Illinois to vote on pension-related constitutional amendment
October 26, 2012
Illinois voters will decide in less than two weeks the future of a proposed amendment to the state constition regarding the threshold needed to pass pension increases.
The amendment, HJRCA 49, would require a three-fifths vote from both chambers of the Illinois General Assembly to pass pension increases for public employees. Currently, pension increases need only a majority vote in the General Assembly to pass.
The referendum would amend Section 5.1 to Article XIII of the Illinois Constitution. Michael Madigan, speaker of the Illinois General Assembly, sponsored bill that placed the referendum on the ballot. The legislation was co-sponsored by two additional House representatives, as well as three state senators.
“It’s a modest step in what is going to be a very long march to try and get pensions systems in Illinois to a point where they can be sustained,” said Steve Brown, Madigan’s spokesman. Brown said the amendment would require the general assembly to think more carefully before a pension benefit can be increased.

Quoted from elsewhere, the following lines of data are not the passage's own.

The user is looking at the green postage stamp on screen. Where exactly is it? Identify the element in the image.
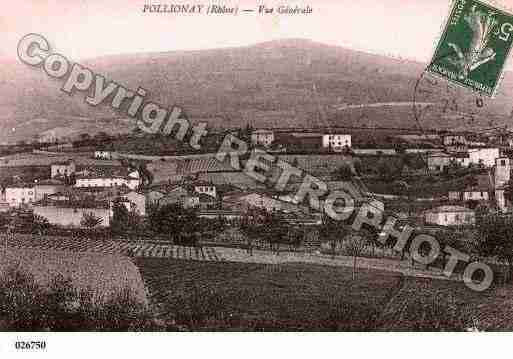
[427,0,513,97]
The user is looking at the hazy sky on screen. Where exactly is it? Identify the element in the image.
[0,0,513,60]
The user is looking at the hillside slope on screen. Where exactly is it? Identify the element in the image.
[0,39,513,143]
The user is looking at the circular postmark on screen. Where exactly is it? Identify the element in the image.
[413,70,490,132]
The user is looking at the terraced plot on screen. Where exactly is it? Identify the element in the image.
[0,234,220,261]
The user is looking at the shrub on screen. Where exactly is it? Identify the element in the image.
[0,267,159,331]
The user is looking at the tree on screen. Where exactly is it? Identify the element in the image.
[148,203,201,245]
[80,212,103,229]
[346,234,365,280]
[333,163,353,181]
[376,158,397,180]
[319,213,350,256]
[504,180,513,202]
[475,214,513,281]
[32,215,50,236]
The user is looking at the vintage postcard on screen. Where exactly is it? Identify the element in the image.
[0,0,513,356]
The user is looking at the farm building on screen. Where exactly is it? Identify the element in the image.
[33,199,112,227]
[251,130,274,147]
[51,160,77,178]
[424,206,476,226]
[94,151,114,160]
[194,182,217,197]
[322,134,351,152]
[5,184,36,207]
[75,169,141,189]
[121,191,146,216]
[449,174,494,201]
[34,179,66,201]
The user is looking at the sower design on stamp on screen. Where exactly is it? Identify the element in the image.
[428,0,513,97]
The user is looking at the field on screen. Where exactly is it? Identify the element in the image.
[0,246,147,304]
[136,258,402,331]
[381,278,513,331]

Voters will decide on the amendment in the Nov. 6 general election. If approved, the amendment will take effect on Jan. 9, 2013.
Although Brown said he was hopeful the amendment would pass, the likelihood of voter approval remains unclear.
Many pension policy groups view the amendment as a step in the right direction toward broader pension reform. The Northwest Municipal Conference, a council of government focused on policy issues such as pension reform, has publicly supported the amendment. In a document posted on its website, the NWMC encouraged its constituents to vote "yes" on the amendment.
“For too many years, previous General Assemblies and governors have, at the behest of the unions, repeatedly approved pension benefit increases for public safety personnel with virtually no regard to the fiscal impact these sweeteners would have upon local taxpayers,” the group said in the document.
A similar group, the Illinois Municipal League, is also publicly advocating for the passage of the amendment. IML legislative director Joe McCoy noted that the legislation would be an important component in curbing the growth of pension costs.
Opposition to this amendment has also come from a variety of different groups. The Liberty Justice Center, a law firm, has argued that the legislation is a “do-nothing amendment” that won’t have any real impact on pension reform.
“We should take amending the constitution seriously,” said Diane Cohen, general counsel for the Liberty Justice Center. “This is fake reform.”
Many unions in Illinois have also voiced their opposition to the amendment because of its potential to impact the collective bargaining rights of workers. Despite these protests, proponents of the amendment remain convinced that it is an important piece of amendment reform.
“Any step to make these pension benefits more difficult to pass will help to guarantee the financial solvency of the pension funds going forward,” McCoy said.